Ricerca oncologica, borsa Airc per lo studio di un tumore raro
A una dottoranda del Dipartimento di Area medica, consentirà di potenziare la ricerca sul leiomiosarcoma per cui a oggi non esistono cure
Raro, altamente aggressivo, con elevata percentuale di metastasi e recidive, bassa sopravvivenza dei pazienti. In una sola parola, LMS. È infatti il Leiomiosarcoma, sottotipo di tumore maligno del tessuto muscolare liscio, la sfida del team di ricerca in Scienze biomediche e biotecnologiche del Dipartimento di Area medica (Dame) dell’Università di Udine. Grazie ad una borsa di studio assegnata dalla Fondazione italiana per la ricerca sul cancro (Airc) alla dottoranda Martina Minisini sarà dunque possibile, nei prossimi due anni, potenziare la ricerca su questo tumore raro, di difficile trattamento, comprendendone meglio i meccanismi di sviluppo e di controllo dell’aggressività.
«L’obiettivo del mio progetto, centrato sul Leiomiosarcoma uterino, è riuscire a trovare una cura alternativa facendo leva sul sistema immunitario così da potenziare le terapie standard». Ad anticiparlo è proprio la ventottenne, originaria di Maiano e al terzo anno del corso di dottorato in Scienze biomediche e biotecnologiche del Dipartimento di Area medica, mentre precisa che lo studio si focalizzerà in particolare sul ruolo di due proteine, HDAC (iston deacetilasi di classe IIa) e MEF2 (della famiglia di fattori trascrizionali myocite enhancer factor 2) che, nel contesto di un sottogruppo aggressivo di LMS, risultano up-regolate e quindi molto più presenti rispetto ai livelli standard, incidendo sul peggioramento della patologia e sullo sviluppo di un fenotipo maggiormente aggressivo.
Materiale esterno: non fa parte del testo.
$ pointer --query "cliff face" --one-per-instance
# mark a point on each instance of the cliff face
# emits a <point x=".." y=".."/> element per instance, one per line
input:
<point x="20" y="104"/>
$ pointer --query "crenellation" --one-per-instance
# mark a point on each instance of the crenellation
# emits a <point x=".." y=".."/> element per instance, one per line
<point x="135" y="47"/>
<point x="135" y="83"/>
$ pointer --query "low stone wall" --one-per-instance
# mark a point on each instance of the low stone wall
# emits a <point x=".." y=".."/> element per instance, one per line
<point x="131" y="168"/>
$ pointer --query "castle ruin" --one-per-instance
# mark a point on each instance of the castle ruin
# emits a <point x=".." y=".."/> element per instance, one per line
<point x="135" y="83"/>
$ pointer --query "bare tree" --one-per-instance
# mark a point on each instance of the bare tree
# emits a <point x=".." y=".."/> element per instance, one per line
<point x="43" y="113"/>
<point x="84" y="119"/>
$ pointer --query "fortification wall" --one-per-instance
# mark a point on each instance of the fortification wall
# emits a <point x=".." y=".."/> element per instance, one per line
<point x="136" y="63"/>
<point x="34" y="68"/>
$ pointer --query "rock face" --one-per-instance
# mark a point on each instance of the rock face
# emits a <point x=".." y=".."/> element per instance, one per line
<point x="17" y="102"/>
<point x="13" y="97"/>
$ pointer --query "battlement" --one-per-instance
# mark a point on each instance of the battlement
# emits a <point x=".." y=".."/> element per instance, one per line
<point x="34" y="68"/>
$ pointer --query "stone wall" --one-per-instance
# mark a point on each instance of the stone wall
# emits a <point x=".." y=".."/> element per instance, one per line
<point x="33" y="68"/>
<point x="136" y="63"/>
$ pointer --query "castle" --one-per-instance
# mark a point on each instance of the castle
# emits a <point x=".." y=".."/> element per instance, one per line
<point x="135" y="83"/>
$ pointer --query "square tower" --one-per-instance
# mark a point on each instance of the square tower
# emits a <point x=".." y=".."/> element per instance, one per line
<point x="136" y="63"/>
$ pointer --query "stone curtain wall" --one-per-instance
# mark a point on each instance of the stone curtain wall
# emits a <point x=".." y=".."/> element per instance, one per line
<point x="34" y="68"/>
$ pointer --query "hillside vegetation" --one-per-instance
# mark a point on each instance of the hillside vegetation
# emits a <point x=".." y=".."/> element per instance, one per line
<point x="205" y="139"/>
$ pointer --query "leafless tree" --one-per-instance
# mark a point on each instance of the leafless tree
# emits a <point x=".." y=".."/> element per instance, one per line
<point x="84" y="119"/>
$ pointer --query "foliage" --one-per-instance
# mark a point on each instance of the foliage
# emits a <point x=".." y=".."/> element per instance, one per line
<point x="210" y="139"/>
Intervenire dunque su questo asse, tramite specifici inibitori, permetterebbe di potenziare la risposta immunitaria dell’organismo rendendo più efficaci i trattamenti.
«Ciò che abbiamo riscontrato in precedenza nel laboratorio del Professor Claudio Brancolini è che il complesso formato da queste due proteine ha un effetto repressivo su alcuni specifici loci genici che fanno riferimento a geni immunomodulatori e a citochine – spiega la dottoranda, tra l’altro reduce da un’esperienza formativa di 6 mesi negli Stati Uniti presso un laboratorio di Immunologia – È già stato inoltre osservato che in modelli animali di cancro alla mammella e al polmone, per esempio, colpire l’asse HDAC-MEF2 tramite inibitori specifici stimola l’immunità antitumorale e i dati preliminari di cui disponiamo confermano effettivamente che la riduzione dell’espressione genica di MEF2A ha un impatto importante sulla proliferazione cellulare, determinandone una drastica diminuzione».
Un lavoro prezioso, dunque, quello sostenuto da AIRC e soprattutto «un impegno importante per far crescere una nuova generazione di esperti che si dedichino alla ricerca oncologica nel nostro Paese sostenendo un percorso che prevede esperienze formative presso laboratori dove si fa ricerca di qualità in campo oncologico e, nel nostro caso, di base – sottolinea Claudio Brancolini, professore ordinario di Biologia presso il Dame e coordinatore del team di ricerca impegnato da anni nel comprendere il ruolo di alcune modificazioni epigenetiche responsabili dell’aggressività del tumore e nell’identificare potenziali nuove molecole terapeutiche –. La selezione dei vincitori di queste borse di studio, tra le centinaia di domande presentate, è rigorosa e si basa esclusivamente sul merito. Punti di forza di Martina sono stati sicuramente le pubblicazioni, che la vedono co-autrice su prestigiose riviste scientifiche internazionali, l’esperienza di ricerca svolta negli Stati Uniti e l’intuizione alla base del progetto di ricerca proposto».